Switzerland's Government Seeks to Increase Corporate Transparency

The Federal Palace of Switzerland, where the Federal Council meets (Wikimedia Commons).

On October 12, the Federal Council of Switzerland, the executive branch of the Swiss government, recommended that the Federal Department of Finance (FDI) draft legislation create an oversight mechanism to identify anonymous owners of Swiss-registered financial entities. With sights set on a June 2023 deadline, the FDI and Department of Justice and Police hoped the legislation will enhance transparency of the Swiss financial sector and directly combat money laundering. Possible measures include establishing a central registrar containing identifying information of financial entities and their owners, as well as investments in cooperative investigations on an international scale. However, these provisions remain vague.

 Critics of the Swiss financial sector’s lack of oversight emphasize the need for international cooperation. Though the Federal Council’s recommendations address the need to comprehensively collect financial entities’ identifying information, the recommendation offers little information about the Swiss government’s intention to engage with other global actors. The United Nations Office on Drugs and Crimes emphasized a need for mutual legal cooperation between Swiss authorities and other states who may be implicated in possible money laundering schemes. This cooperation would enable criminal and civil investigations to have enhanced access to evidence.

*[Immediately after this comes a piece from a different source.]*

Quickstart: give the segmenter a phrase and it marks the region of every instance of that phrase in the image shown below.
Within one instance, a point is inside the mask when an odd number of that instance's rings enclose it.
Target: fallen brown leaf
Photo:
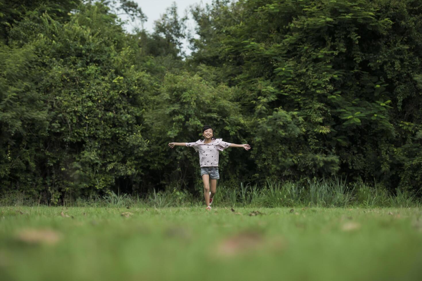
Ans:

This development comes after an October 2022 report from the Swiss Federal Audit Office (SFAO) which noted that the government of Switzerland ought to do more to combat money laundering. The report details that investigations “revealed weaknesses and, hence, financial and reputational risks for the Swiss authorities.” Furthermore, the SFAO suggested that the Swiss government should embark on a structural overhaul of the legal framework which lacks oversight into matters of money laundering. 

Even greater, however, is the worldwide impact of Swiss money-laundering.The Basel Institute on Governance found that much of the weaknesses in the Swiss financial system are tied to a lack of “sufficient cooperation and political willpower.” Critics of the new Swiss proposal find that this issue is not entirely addressed within the framework provided by the Federal Council. In an article published by the International Consortium of Investigative Journalists, who led the exposé behind the Pandora Papers, the group pointed to the lack of public availability of the recommended central registrar as a flaw in the Federal Council’s proposal. The ICIJ found in the Pandora Papers investigation that Swiss wealth advisors assisted financial criminals in disguising their wealth.

One recommended approach to combating money-laundering targets the risk these advisors pose when working outside of the already relaxed financial sector. Anti-corruption watchdog Financial Action Task Force advised that the Swiss government ought to apply the same legal restrictions on lawyers, notaries, and accountants in an effort to address all actors participating in money laundering schemes. This 2020 recommendation preceded the Swiss government’s erasure of clauses addressing lawyers’ involvement in schemes following the March 2021 revision of the Anti-Money Laundering Act. This particular area is often unaddressed, but is crucial to resolving part of the financial corruption issues that remain in Switzerland. If the legislation moves forward, these legal investments and structural changes will improve the secretive reputation the Swiss Financial Sector has held for decades.